For increased performance and reliability many mobile terminals presently use a type of Digital Signal Processor DSP known as a baseband processor (BBP), for handling many of the signal processing functions associated with processing of the received the radio signal and preparing signals for transmission. It is advantageous to separate such functions from the main processor, as they are highly timing dependent, and may require a realtime operating system. There is a desire that such baseband processors should be as flexible as possible to adapt to developing standards and enable hardware reuse. Therefore, programmable baseband processors, PBBP have been developed.
Many of the functions frequently performed in such processors are performed on large numbers of data samples. Therefore a type of processor known as Single Instruction Multiple Data (SIMD) processor is useful because it enables one single instruction to operate on multiple data items, rather than on one data item at a time. Multiple data items may be arranged in a vector, and a processing unit suitable for operating on a vector of data will be referred to in this document as a vector execution unit.
As a further development of SIMD architecture, the Single Instruction stream Multiple Tasks (SIMT) architecture has been developed.
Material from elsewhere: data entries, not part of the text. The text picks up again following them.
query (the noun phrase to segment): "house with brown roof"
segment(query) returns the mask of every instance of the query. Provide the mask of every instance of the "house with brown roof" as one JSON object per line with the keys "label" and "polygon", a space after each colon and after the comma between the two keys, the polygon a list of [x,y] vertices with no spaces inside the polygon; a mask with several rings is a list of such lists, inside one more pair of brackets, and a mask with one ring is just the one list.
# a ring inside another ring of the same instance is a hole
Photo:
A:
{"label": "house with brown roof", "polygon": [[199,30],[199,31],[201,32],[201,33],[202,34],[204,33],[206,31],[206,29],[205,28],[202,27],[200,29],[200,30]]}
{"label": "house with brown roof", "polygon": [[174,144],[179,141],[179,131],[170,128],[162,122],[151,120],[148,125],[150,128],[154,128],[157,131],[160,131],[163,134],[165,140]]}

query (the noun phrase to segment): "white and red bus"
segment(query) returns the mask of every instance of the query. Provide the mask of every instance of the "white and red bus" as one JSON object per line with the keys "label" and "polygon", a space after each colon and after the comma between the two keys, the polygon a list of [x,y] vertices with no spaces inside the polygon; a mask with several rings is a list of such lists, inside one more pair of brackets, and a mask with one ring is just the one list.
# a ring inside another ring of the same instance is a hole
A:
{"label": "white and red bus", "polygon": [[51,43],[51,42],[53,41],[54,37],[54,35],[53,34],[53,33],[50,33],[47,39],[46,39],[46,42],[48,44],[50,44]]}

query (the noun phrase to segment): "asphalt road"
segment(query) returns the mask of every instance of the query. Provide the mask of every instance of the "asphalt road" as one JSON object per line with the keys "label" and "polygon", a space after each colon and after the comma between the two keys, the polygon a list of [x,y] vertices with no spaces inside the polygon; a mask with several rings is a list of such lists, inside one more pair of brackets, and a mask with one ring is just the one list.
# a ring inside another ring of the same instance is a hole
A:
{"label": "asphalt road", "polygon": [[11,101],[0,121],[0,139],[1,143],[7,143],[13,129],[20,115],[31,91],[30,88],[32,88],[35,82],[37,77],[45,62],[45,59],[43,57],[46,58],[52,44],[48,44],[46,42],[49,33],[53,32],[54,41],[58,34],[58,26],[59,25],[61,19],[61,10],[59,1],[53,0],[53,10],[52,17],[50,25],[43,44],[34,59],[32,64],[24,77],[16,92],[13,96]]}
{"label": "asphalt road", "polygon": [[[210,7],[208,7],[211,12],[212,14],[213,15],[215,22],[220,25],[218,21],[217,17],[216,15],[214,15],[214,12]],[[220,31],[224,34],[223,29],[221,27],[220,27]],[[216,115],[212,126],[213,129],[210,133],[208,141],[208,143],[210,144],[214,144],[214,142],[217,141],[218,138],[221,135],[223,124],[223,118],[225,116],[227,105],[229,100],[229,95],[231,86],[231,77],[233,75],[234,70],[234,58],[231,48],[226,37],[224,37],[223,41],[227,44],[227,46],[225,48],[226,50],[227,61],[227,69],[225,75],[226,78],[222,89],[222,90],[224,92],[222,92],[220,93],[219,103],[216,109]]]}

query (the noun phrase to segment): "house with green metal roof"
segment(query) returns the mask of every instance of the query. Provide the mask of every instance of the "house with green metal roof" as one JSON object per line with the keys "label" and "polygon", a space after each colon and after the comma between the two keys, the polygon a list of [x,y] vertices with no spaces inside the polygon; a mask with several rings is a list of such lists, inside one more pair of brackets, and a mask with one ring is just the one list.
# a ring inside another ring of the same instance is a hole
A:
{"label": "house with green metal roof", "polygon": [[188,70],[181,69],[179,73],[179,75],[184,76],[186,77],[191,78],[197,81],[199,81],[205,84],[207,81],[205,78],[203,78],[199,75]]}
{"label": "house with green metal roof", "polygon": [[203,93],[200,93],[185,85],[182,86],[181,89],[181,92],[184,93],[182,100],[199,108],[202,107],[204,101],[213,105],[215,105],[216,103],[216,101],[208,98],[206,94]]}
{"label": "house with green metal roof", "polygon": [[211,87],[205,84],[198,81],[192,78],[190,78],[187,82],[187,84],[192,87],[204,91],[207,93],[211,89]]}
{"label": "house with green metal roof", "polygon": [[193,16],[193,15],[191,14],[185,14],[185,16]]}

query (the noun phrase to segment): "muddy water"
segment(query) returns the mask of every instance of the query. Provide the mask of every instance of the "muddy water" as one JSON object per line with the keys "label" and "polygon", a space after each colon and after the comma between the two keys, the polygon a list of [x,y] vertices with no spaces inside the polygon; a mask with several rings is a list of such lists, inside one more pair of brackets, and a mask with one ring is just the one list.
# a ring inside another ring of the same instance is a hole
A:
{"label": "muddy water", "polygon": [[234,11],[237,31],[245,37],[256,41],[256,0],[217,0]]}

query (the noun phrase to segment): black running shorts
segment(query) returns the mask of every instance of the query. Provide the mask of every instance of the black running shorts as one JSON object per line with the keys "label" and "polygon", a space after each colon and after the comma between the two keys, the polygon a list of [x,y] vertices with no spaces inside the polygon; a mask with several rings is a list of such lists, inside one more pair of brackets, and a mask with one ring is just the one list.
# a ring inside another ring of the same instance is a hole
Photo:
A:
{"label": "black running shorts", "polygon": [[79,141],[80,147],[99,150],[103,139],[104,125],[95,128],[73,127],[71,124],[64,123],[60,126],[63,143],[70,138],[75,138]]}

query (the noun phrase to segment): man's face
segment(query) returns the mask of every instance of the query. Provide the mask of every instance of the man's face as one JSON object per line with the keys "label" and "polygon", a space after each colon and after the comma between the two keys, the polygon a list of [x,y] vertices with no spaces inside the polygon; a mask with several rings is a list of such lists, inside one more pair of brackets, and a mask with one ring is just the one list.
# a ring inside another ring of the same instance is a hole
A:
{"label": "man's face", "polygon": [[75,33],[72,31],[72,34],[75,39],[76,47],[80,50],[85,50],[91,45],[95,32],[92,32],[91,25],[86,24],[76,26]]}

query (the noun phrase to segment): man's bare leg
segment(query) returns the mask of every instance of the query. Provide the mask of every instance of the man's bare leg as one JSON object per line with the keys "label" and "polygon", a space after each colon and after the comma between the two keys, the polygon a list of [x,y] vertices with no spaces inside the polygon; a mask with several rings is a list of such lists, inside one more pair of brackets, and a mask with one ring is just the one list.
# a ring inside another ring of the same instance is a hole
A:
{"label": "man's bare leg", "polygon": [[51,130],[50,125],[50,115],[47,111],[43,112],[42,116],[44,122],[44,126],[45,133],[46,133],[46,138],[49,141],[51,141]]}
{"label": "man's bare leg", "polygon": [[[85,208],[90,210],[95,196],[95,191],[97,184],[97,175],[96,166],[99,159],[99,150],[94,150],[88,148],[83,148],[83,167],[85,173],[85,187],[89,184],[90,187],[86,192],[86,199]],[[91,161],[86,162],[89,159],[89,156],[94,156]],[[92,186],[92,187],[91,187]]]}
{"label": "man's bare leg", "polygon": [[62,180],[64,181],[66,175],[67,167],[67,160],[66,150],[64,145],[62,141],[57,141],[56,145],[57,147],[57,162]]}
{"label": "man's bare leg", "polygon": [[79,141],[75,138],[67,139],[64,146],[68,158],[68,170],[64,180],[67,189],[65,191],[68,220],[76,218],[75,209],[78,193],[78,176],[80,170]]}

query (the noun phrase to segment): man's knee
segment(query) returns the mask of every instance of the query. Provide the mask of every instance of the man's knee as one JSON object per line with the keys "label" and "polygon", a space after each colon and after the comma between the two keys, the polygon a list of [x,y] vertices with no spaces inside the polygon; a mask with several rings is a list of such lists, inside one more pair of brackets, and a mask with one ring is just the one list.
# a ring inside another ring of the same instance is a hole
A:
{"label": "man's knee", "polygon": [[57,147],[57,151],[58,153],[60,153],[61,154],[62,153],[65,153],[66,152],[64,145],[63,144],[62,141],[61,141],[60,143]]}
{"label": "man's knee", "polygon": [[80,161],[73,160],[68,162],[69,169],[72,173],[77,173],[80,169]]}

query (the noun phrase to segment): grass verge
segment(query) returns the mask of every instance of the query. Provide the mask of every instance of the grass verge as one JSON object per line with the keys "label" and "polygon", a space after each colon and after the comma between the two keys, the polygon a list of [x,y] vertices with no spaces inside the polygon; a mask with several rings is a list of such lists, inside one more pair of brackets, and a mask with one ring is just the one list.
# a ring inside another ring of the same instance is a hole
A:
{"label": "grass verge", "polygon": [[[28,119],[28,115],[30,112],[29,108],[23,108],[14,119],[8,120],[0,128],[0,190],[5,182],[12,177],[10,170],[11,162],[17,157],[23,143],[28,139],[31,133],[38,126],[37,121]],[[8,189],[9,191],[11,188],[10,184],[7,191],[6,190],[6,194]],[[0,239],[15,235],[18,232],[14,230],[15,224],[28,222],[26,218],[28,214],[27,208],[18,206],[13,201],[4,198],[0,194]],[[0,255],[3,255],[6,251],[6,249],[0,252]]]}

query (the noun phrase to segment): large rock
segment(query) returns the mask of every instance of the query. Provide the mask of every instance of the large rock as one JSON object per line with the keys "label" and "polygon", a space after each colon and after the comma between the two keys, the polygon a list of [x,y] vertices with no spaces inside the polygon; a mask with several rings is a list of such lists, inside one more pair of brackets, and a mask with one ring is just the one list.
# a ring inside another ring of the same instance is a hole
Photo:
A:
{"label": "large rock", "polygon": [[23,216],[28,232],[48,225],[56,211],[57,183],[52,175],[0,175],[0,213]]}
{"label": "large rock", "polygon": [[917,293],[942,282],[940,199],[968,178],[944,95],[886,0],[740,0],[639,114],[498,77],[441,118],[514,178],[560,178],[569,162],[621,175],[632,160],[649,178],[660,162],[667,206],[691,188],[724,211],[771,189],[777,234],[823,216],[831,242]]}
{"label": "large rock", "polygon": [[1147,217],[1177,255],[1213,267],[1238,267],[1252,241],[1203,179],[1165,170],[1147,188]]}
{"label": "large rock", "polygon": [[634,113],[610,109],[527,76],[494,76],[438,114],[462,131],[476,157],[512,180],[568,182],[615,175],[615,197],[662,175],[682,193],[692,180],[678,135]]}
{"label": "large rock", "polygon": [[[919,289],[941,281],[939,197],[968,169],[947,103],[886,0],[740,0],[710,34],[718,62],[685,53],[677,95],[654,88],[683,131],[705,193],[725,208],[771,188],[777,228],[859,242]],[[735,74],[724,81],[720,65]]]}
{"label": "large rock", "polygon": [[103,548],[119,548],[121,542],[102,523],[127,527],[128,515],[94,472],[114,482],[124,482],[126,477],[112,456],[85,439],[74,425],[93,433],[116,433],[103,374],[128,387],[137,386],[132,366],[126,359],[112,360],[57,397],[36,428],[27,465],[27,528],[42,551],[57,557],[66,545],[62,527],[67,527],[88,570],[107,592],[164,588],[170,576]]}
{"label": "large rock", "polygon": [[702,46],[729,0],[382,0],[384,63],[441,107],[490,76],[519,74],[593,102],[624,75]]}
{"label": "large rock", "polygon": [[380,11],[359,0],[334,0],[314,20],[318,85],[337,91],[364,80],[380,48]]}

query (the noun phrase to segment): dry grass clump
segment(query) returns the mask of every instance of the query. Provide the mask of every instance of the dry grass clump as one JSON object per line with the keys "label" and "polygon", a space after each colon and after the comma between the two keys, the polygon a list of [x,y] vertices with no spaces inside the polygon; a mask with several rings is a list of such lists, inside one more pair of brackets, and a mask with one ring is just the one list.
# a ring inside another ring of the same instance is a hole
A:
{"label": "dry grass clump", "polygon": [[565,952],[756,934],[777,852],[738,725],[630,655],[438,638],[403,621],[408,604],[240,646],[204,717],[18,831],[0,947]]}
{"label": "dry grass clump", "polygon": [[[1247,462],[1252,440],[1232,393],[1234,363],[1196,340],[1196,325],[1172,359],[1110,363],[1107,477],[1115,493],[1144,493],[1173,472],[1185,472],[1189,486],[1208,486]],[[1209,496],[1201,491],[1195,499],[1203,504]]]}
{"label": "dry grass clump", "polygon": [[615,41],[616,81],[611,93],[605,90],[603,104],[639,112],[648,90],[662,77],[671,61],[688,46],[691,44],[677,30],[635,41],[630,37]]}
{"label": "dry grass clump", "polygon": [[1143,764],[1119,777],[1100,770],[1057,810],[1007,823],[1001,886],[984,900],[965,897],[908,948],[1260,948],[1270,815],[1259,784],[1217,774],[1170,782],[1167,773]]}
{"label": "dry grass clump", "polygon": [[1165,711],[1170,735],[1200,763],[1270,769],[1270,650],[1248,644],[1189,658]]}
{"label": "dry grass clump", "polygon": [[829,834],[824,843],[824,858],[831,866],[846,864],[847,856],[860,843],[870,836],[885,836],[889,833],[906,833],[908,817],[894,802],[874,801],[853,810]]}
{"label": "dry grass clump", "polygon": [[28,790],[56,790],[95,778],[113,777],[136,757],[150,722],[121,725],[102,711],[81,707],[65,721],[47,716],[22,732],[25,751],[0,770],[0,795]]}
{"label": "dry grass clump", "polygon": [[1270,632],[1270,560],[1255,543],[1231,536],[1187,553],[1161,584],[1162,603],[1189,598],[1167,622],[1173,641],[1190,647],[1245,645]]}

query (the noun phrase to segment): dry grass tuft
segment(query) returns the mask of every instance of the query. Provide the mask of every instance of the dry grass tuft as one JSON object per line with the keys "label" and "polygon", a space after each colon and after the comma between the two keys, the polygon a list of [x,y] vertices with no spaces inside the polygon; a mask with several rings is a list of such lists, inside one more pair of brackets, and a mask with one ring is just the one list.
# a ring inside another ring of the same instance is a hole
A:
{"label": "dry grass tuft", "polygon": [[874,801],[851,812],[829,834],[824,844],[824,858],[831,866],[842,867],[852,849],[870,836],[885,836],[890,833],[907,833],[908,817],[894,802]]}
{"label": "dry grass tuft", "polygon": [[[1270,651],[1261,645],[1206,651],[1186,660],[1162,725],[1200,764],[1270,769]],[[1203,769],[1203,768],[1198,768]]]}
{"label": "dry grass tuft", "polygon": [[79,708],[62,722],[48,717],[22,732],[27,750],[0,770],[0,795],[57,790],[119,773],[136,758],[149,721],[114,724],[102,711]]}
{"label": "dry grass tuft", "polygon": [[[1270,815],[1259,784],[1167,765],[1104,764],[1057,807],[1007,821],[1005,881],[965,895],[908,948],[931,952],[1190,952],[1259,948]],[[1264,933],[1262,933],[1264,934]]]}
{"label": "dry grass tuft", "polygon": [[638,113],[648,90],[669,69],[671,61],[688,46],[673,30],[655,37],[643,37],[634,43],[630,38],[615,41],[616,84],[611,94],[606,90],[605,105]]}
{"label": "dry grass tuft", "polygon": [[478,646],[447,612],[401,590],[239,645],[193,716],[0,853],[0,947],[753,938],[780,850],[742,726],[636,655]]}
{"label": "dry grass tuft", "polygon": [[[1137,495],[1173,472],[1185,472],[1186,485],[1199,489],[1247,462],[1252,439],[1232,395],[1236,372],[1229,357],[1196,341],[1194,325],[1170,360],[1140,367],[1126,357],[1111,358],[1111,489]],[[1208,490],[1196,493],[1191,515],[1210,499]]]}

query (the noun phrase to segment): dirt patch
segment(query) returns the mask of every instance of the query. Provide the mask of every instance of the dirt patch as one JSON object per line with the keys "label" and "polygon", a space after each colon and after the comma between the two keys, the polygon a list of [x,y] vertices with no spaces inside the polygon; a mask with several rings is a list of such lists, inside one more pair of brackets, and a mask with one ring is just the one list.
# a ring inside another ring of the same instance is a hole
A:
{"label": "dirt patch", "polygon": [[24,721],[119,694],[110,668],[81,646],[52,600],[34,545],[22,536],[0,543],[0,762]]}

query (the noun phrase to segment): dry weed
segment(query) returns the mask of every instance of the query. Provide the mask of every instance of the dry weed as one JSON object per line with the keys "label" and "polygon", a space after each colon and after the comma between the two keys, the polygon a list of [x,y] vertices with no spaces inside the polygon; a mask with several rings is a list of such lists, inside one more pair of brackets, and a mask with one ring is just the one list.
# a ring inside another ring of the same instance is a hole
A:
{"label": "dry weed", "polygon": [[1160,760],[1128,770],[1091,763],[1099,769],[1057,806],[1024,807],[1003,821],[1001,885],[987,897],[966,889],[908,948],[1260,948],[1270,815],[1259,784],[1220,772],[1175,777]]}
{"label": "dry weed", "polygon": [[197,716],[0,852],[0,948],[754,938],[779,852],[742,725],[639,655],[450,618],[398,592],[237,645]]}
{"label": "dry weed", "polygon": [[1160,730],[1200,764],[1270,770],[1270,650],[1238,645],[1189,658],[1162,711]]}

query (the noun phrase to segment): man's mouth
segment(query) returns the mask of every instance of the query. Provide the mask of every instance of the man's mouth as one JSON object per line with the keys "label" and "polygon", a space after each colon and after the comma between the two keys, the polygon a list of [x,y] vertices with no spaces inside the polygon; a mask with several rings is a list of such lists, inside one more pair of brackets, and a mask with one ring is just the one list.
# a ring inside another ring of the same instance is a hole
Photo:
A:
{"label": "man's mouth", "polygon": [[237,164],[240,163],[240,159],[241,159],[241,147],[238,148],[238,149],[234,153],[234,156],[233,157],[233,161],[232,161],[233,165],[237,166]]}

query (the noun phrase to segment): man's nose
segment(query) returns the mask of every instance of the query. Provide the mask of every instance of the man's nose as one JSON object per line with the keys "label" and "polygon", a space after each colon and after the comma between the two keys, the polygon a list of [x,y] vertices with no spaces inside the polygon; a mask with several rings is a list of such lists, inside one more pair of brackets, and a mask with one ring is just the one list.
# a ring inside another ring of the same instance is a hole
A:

Traditionally in the SIIVIT architecture one or two SIMD type vector execution units have been provided in association with an integer execution unit which may be part of a core processor.
International Patent Application WO 2007018467 discloses a DSP according to the SIMT architecture, having a processor core including an integer processor and a program memory, and two vector execution units which are connected to, but not integrated in the core. The vector execution units may be Complex Arithmetic Logic Units (CALU) or Complex Multiply-Accumulate Units (CMAC). The core has a program memory for distributing instructions to the execution units. In WO2007018467 each of the vector execution units has a separate instruction decoder. This enables the use of the vector execution units independently of each other, and of other parts of the processor, in an efficient way.
A prior art vector execution unit typically comprises a first and a second data input port for receiving data that is to be processed. The data may be complex or scalar data and may typically be in the form of data vectors. The vector execution unit also comprises an output port for feeding the result of the processing to another unit in the DSP. A particular type of vector execution unit, known as Complex Arithmetic and Logic Unit (CALU) is able to perform a very limited set of multiplications, in practice multiplication of data items with ±1±i. To this end the CALU also has an integer port. This integer port is arranged to receive integer data to control the multiplication.
It is an objective of the present invention to provide new ways to use the SIMT type digital signal processor, and in particular increase the functionality of the vector execution units.
This object is achieved according to a first embodiment of the invention by a vector execution unit for use in a digital signal processor, said vector execution unit comprising:
The vector execution unit is characterized in that the instruction decoding unit is arranged to control the data-path to perform a comparison related to the first input data vector, and in that the processor comprises an integer port arranged to output the result of the comparison in the form of a decision vector to a memory unit or a functional unit in the digital signal processor.
This represents a new type of use of the vector execution unit in that the integer port is used for output of integer data. This in turn enables a new type of command, comparing two or more data items to produce an integer output indicating the result of the comparison. The output integer data may be stored in an integer memory for later use, or may be used directly as input data for another unit in the DSP.
Alternatively, or in addition, the vector execution unit may be characterized in that the integer port is arranged to receive a decision vector of integer data, and the instruction decoding unit is arranged to control the data-path to process the first input data in dependence of the value of the integer data.
By using the integer port to receive decision data that will influence the processing of data items a greater flexibility can be achieved. This embodiment is particularly useful for filtering functions in which values representing noise should be filtered out and actual signal values should be kept as they are. Other uses are of course perceivable as well.
In a preferred embodiment the vector execution unit is arranged both to generate a decision vector to be output on the integer port and to receive a decision vector to use as input for controlling the execution of instructions.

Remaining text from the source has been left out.